¿Cuándo deberías usar realmente tu lámpara SAD? El cronotipo lo cambia todo
Tu cronotipo determina la ventana óptima para la fototerapia SAD—los madrugadores necesitan horarios distintos a los noctámbulos, y equivocarte puede empeorar los síntomas.
Este artículo tiene fines informativos generales y no sustituye el consejo, diagnóstico o tratamiento médico profesional. Consulte siempre a un profesional sanitario cualificado.

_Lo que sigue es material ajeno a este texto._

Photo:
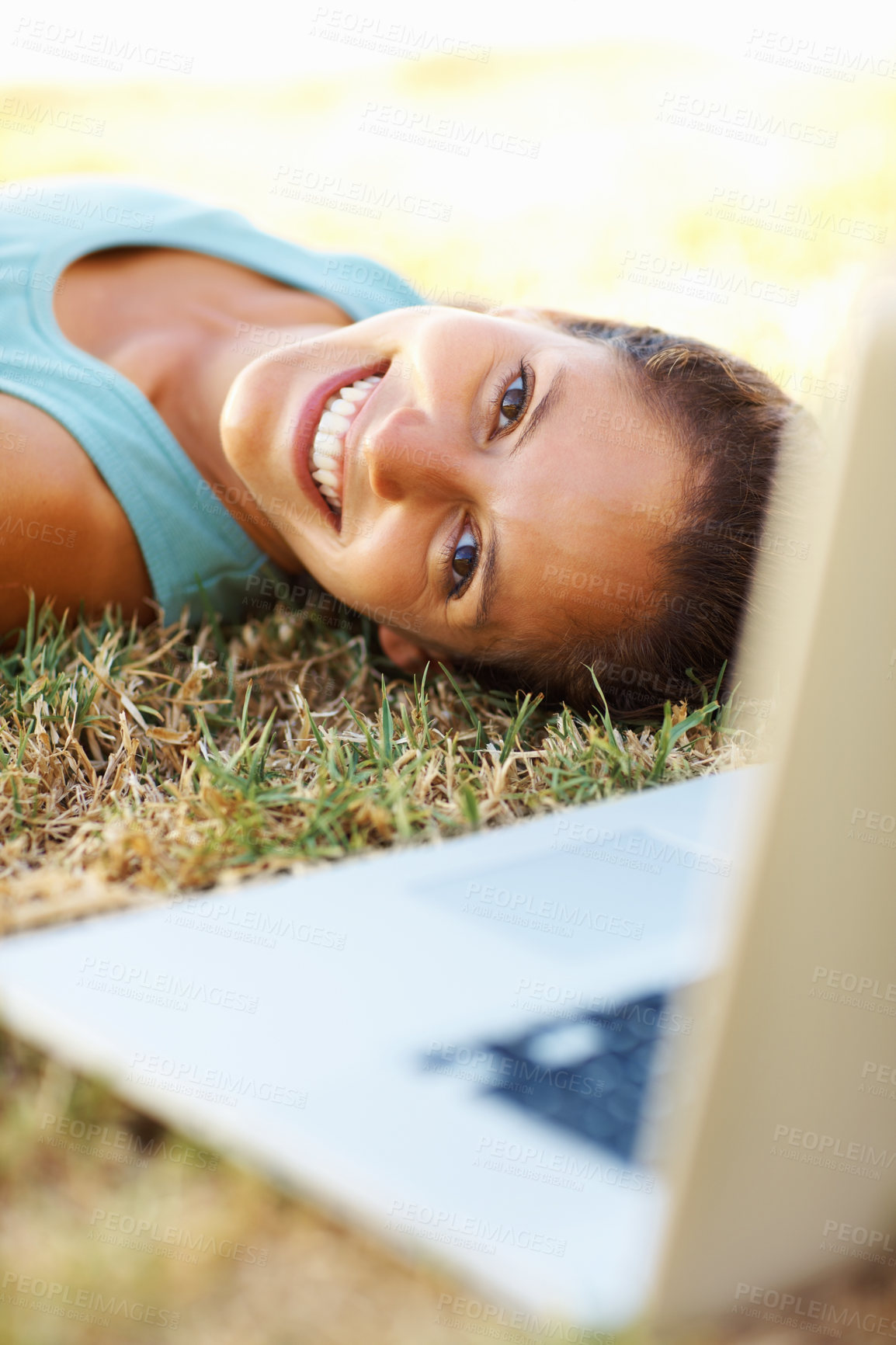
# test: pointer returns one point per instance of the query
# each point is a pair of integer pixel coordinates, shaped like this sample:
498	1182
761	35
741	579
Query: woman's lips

Esa lámpara de 300€ podría estar jugando en tu contra
Laura compró una lámpara de fototerapia de 10.000 lux en noviembre pasado después de tres inviernos consecutivos arrastrándose por diciembre como si caminara entre cemento húmedo. La usó religiosamente cada mañana a las 7:00, tal como indicaban las instrucciones. Para febrero, se sentía peor.
Esto es lo que nadie le contó: Laura es noctámbula. Su hora natural de despertar ronda las 9:30. Al forzar la exposición a luz brillante a las 7:00, básicamente se provocaba jet lag cada día. El metaanálisis de JAMA Psychiatry publicado a principios de 2025 finalmente cuantificó lo que los investigadores de cronobiología sospechaban—el horario único de fototerapia falla en aproximadamente el 40% de los usuarios.

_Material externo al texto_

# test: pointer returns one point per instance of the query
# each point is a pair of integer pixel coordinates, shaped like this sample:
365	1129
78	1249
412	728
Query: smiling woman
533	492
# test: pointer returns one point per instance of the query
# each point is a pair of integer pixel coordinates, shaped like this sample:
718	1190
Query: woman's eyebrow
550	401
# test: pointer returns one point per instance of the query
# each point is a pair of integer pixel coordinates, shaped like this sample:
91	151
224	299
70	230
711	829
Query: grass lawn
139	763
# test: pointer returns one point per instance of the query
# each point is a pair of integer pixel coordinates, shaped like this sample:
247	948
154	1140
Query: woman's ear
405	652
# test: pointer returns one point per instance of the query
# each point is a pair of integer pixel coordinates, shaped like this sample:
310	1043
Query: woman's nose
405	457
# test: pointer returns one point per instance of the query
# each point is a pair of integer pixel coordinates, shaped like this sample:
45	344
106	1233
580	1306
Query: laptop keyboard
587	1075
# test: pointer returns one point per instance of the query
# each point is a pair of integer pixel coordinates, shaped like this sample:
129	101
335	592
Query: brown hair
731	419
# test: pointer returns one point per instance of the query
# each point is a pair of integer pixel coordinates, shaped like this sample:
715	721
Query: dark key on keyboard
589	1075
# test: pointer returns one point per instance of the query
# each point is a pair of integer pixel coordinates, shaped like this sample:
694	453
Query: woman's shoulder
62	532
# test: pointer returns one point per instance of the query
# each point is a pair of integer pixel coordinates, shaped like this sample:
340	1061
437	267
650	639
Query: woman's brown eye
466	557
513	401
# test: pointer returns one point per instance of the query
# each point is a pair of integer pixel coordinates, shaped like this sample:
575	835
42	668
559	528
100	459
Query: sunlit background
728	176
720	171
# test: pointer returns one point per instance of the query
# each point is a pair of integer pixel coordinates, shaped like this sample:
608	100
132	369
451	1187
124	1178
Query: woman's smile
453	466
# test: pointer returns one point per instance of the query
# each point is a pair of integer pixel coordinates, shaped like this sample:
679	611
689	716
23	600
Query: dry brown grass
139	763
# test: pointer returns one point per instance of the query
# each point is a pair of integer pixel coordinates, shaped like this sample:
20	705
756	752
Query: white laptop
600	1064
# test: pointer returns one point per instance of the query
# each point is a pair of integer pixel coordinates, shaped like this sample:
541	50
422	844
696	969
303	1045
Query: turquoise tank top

La solución no es complicada. Pero requiere conocer algo sobre ti que la mayoría nunca ha medido.
El problema del cronotipo del que nadie habla
Tu cronotipo es el horario de sueño-vigilia preferido por tu cuerpo, determinado genéticamente. Alrededor del 25% de las personas son genuinamente matutinas y despiertan naturalmente antes de las 6:30. Otro 25% son vespertinas y no alcanzan su pico de alerta hasta después de las 22:00. El resto cae en algún punto intermedio.
¿Por qué importa esto para la fototerapia? Porque todo el mecanismo depende de desplazar tu ritmo circadiano en el momento preciso. La exposición a luz antes del punto natural de despertar de tu cuerpo adelanta tu reloj (te da sueño antes). La luz después de ese punto lo retrasa.
Para alguien con trastorno afectivo estacional, el objetivo suele ser el adelanto—mover el reloj más temprano para compensar los patrones de melatonina retrasados comunes en el SAD. Pero si ya eres madrugador y te bombardeas con 10.000 lux a las 6:00, podrías adelantar tu ritmo tanto que despiertes a las 4:00 y te derrumbes a las 19:00. Eso no es tratamiento. Es tortura.
Las guías de Lancet Psychiatry actualizadas en 2024 reconocieron este problema pero no llegaron a dar recomendaciones específicas. El metaanálisis de JAMA de 2025 finalmente las proporcionó.
El protocolo que realmente funciona: horarios según cronotipo
Los investigadores analizaron datos de 47 ensayos controlados aleatorizados con 3.891 participantes diagnosticados con SAD. Estratificaron los resultados por evaluación de cronotipo y encontraron diferencias dramáticas en las tasas de respuesta.
Para cronotipos matutinos (despertar natural antes de las 6:30), la exposición óptima a luz ocurría 0-30 minutos después del despertar natural. Empezar antes producía beneficio adicional mínimo y aumentaba las tasas de insomnio de madrugada en un 23%.
Para cronotipos intermedios (despertar natural 6:30-8:30), el punto óptimo era 15-45 minutos después de despertar. Este grupo mostró la mayor flexibilidad—variaciones de hasta una hora seguían produciendo buenos resultados.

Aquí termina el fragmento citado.